8. Sergi Bruguera - 2 Wins

Prior to being upset by Gustavo Kuerten in 1997, Sergi Bruguera was a star on the Paris clay. Bruguera claimed the French Open crown in 1993, successfully defended his title in 1994, then was two matches shy of the hat trick in 1995. Bruguera captured his first title in 1993 when he upset the two-time defending champion Courier in a five-set match. Bruguera knocked off Courier again the following year in the semifinals of the French Open. In the 1994 finals, Bruguera defeated his fellow countryman Alberto Berasategui three sets to one. Bruguera made it all the way to the French Open semifinals in 1995 before losing to the United States’ Michael Chang. 

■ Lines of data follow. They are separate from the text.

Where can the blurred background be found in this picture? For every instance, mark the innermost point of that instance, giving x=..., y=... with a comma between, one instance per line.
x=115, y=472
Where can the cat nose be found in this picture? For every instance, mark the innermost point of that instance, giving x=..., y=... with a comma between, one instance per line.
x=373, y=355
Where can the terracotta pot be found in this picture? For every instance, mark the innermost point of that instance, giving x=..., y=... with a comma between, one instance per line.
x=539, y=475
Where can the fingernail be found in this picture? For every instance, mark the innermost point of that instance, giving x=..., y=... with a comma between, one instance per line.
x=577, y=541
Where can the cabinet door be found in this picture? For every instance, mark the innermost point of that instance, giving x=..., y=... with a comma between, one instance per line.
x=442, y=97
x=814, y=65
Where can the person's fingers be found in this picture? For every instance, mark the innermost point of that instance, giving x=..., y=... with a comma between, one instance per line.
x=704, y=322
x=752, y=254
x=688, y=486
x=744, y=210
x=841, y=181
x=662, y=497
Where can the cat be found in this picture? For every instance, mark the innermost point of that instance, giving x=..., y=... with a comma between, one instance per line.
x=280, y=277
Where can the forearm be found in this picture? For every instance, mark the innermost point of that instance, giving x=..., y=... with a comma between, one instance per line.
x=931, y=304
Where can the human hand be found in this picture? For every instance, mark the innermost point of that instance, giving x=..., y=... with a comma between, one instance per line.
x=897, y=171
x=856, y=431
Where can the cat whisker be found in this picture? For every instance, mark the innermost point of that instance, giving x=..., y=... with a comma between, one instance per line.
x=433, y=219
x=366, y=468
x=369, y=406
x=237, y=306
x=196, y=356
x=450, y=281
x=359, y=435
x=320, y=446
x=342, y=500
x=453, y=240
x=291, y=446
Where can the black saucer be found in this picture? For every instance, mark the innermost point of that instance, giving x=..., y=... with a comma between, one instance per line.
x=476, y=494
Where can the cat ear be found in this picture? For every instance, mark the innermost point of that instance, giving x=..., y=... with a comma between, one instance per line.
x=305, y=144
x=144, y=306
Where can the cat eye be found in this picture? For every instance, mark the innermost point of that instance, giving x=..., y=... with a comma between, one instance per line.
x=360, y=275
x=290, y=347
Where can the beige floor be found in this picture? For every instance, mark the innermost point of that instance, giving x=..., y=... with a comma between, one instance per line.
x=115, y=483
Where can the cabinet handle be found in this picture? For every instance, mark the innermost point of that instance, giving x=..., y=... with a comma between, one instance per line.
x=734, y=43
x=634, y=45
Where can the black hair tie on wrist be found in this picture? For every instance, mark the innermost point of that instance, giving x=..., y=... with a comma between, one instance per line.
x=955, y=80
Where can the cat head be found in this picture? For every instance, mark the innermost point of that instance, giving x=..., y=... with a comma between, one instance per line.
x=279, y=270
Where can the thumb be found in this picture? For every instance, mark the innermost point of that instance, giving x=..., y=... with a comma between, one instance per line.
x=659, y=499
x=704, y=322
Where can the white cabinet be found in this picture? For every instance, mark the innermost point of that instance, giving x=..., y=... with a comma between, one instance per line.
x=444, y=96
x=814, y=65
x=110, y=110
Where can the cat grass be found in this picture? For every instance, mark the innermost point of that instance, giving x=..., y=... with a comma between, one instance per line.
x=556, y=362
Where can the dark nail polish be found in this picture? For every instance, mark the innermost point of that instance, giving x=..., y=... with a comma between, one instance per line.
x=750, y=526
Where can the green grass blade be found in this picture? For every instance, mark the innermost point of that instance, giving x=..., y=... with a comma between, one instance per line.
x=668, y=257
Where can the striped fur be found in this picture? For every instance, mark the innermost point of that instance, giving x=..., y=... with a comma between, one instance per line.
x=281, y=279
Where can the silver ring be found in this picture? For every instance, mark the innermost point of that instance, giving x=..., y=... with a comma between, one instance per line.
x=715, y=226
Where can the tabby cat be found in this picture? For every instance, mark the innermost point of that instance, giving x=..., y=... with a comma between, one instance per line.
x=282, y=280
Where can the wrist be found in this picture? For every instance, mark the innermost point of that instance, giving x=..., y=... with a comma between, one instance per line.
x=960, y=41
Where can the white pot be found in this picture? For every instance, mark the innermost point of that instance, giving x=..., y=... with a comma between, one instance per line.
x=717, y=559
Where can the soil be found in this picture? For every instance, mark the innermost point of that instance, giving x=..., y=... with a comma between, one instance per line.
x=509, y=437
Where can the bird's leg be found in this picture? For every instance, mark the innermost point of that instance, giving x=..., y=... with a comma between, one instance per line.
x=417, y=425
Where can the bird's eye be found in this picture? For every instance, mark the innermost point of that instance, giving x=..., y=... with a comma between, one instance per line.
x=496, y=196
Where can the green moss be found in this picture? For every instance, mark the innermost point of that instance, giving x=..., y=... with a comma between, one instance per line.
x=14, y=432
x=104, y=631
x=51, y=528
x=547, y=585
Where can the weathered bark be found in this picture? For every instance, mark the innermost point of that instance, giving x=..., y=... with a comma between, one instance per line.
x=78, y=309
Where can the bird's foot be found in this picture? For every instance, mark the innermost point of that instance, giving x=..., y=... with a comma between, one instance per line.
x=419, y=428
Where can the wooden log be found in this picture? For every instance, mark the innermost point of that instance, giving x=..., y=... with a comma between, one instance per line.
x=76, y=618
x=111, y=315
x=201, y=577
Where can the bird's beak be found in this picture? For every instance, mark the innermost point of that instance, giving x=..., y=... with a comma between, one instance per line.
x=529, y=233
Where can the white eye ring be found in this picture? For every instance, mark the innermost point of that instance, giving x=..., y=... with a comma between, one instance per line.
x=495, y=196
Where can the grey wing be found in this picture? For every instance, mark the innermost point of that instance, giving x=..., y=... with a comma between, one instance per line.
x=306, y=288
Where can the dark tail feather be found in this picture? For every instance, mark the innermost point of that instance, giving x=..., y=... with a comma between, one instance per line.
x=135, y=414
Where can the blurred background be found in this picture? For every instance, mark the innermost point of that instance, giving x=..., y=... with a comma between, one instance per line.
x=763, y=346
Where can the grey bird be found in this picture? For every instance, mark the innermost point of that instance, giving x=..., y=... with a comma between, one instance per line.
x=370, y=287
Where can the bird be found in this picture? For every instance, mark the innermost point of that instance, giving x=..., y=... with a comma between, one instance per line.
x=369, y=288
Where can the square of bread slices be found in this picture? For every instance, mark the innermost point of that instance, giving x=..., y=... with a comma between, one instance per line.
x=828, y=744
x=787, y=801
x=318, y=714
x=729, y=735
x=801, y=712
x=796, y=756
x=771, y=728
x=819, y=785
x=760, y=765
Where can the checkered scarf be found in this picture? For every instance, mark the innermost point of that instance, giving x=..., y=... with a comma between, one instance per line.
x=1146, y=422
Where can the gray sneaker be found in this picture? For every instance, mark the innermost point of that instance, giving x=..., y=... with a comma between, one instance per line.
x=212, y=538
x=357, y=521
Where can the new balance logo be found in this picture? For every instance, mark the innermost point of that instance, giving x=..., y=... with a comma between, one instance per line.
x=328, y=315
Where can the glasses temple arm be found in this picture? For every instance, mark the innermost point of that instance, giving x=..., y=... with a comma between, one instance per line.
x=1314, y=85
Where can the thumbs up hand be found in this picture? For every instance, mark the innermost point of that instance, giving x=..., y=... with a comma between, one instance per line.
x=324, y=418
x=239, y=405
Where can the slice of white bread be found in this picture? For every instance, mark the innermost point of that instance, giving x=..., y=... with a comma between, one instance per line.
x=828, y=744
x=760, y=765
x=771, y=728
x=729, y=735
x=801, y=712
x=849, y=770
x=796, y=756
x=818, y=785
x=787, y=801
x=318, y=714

9. Novak Djokovic - 2 Wins

Novak Djokovic is the current defending French Open champion who captured his second Paris championship in 2021. Djokovic may be best known for his excellence at the Australian Open, where he has amassed a record nine titles, but he has also had success in Paris. Djokovic has made it to six French Open finals since 2012. Djokovic defeated Andy Murray in 2016, capturing his first French Open title after falling in the finals the previous two years. In 2021, Djokovic entered the tournament as the No. 1 seed and successfully made his run to the finals. In the championship match, Djokovic battled back from a 2-0 set deficit to defeat Greece’s Stefanos Tsitsipas.       

10. Ken Rosewall - 1 Win

Ken Rosewall holds the unique distinction of winning two French championships in two different decades and in two different eras. Before the Open era, Rosewall won the 1953 French Championship when he defeated American Vic Seixas 3-1. Rosewall turned pro in 1956 and therefore wasn’t allowed to play in the amateur championships. The French Open era that began in 1968 was the first time professionals were allowed to play (officially) alongside amateurs. Rosewall headlined this event when he defeated Rod Laver 3-1 to capture the first-ever French Open title.

11. Rod Laver - 1 Win

Australian Rod Laver was in a similar boat to Rosewall. Laver won the 1962 French Championship at the age of 24. After the Grand Slam victory, Laver turned pro and was barred from the tournament until the French Open era began in 1968. Laver fell to Rosewall in the first French Open final in 1968. The following year, Laver would have his revenge against his fellow Aussie, downing Rosewall in straight sets to win the 1969 title. Laver won a total of 20 majors in his career across singles and doubles competition, which ranks sixth all-time.